Keempat
"Assalamualaikum," ucapku lesu seraya berjalan dengan mata yang terasa berat. Ini semua karena kopi. Larutan hitam yang tak kukonsumsi hari ini.
"Waalaikumsalam. Kenapa, Mas? Kok lemas gini?" tanya seorang perempuan. Sudah pasti itu Aida.
Belum sempat aku melihat senyum dan wajahnya yang memesona, mataku sudah terpejam lebih dulu. Sementara Aida mendaratkan sepasang tangannya di bahuku. Kemudian terasa hinggap di pipi. "Kok lemas gini sih ...."
Belum sempat Aida menyelesaikan ucapannya, aku sudah merobohkan diri padanya.
Mungkin perempuan itu terkejut dan terhuyung. Namun buru-buru menguatkan diri untuk bisa menyanggaku. Sungguh, kantuk ini rasanya sudah stadium akhir.
Aku sudah tidak kuat. Ingin sekali merebahkan badan sesegera mungkin.
Aku masih ingat, tadi, sudah menyerempet seorang pejalan kaki. Dan yang kedua, menabrak pedagang kaki lima. Untungnya tidak terluka parah. Terkhusus malam ini, dompetku menipis karena kopi. Ya, larutan itu benar-benar meracuniku jika tidak dikonsumsi.
"Mas, Mas, bangun dulu! Jalan dulu ke kamar. Aku nggak mungkin kuat kalau harus gendong kamu. Mas, Mas, bangun bentar aja." Samar-samar masih kudengar suara Aida. Lalu pipiku juga terasa seperti ditepuk-tepuk.
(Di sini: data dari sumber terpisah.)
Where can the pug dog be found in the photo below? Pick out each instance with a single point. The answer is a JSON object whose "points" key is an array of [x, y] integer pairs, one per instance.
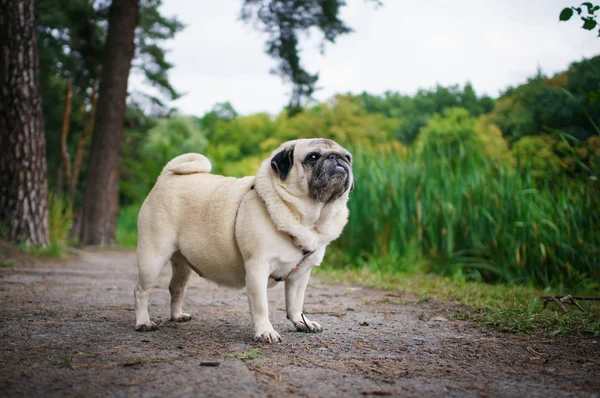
{"points": [[248, 232]]}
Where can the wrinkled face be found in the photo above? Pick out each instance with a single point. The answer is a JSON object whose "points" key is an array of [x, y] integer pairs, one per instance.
{"points": [[320, 168]]}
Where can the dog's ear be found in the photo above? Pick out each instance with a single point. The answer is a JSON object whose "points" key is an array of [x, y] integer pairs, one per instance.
{"points": [[282, 162]]}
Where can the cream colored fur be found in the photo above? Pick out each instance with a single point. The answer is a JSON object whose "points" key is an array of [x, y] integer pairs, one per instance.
{"points": [[189, 218]]}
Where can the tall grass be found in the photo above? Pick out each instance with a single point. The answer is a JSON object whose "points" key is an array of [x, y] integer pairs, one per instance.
{"points": [[472, 219]]}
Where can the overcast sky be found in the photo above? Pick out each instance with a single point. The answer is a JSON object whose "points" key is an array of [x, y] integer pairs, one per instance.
{"points": [[402, 46]]}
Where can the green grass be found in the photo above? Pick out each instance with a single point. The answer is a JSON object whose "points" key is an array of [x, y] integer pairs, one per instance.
{"points": [[509, 308], [467, 216]]}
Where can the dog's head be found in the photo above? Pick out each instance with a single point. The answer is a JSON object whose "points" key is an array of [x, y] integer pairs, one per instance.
{"points": [[318, 169]]}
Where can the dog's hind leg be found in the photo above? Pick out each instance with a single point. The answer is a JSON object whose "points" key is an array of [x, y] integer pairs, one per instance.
{"points": [[151, 261], [181, 275]]}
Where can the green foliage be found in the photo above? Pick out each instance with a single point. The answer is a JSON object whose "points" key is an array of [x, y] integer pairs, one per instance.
{"points": [[60, 221], [472, 219], [536, 153], [145, 154], [588, 18], [71, 36], [457, 201], [509, 308], [562, 102], [415, 112]]}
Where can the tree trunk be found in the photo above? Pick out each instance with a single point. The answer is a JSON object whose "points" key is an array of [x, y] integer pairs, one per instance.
{"points": [[83, 143], [65, 166], [101, 200], [23, 174]]}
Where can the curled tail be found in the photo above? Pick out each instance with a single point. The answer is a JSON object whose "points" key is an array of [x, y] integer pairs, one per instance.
{"points": [[190, 163]]}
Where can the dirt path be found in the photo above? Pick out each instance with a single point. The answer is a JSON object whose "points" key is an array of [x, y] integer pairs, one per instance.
{"points": [[66, 329]]}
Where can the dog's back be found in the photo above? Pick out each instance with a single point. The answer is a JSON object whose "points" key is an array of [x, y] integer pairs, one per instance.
{"points": [[189, 163]]}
"Mas, ayo dong bangun! Kalau nggak mau, aku tinggalin di sini, ya! Ya udah!" Tubuhku seolah terasa berjarak. Kalau benar Aida akan meninggalkanku, maka pasti akan terjerembap di lantai.
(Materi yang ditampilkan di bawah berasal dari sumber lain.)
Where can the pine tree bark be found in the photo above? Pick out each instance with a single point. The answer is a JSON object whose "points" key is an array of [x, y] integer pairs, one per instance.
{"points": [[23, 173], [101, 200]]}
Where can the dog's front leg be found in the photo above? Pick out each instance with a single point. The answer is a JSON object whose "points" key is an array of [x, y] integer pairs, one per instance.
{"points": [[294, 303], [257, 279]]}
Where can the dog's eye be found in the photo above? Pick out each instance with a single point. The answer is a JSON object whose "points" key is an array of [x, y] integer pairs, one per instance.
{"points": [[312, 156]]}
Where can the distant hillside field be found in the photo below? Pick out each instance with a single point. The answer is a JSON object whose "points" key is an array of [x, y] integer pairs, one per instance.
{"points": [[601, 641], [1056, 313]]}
Dengan sekuat tenaga, aku mencoba membuka mata mesti sedikit. Kemudian menyelipkan tangan kanan ke pinggulnya. Diikuti pula dengan menyandarkan kepala di bahunya.
"Tumben banget sih, Mas, lemas ... eh, eh, hati-hati dong kalau jalan. Hampir aja jatuh, kan? Kamu kenapa sih? Nggak biasanya kayak gini."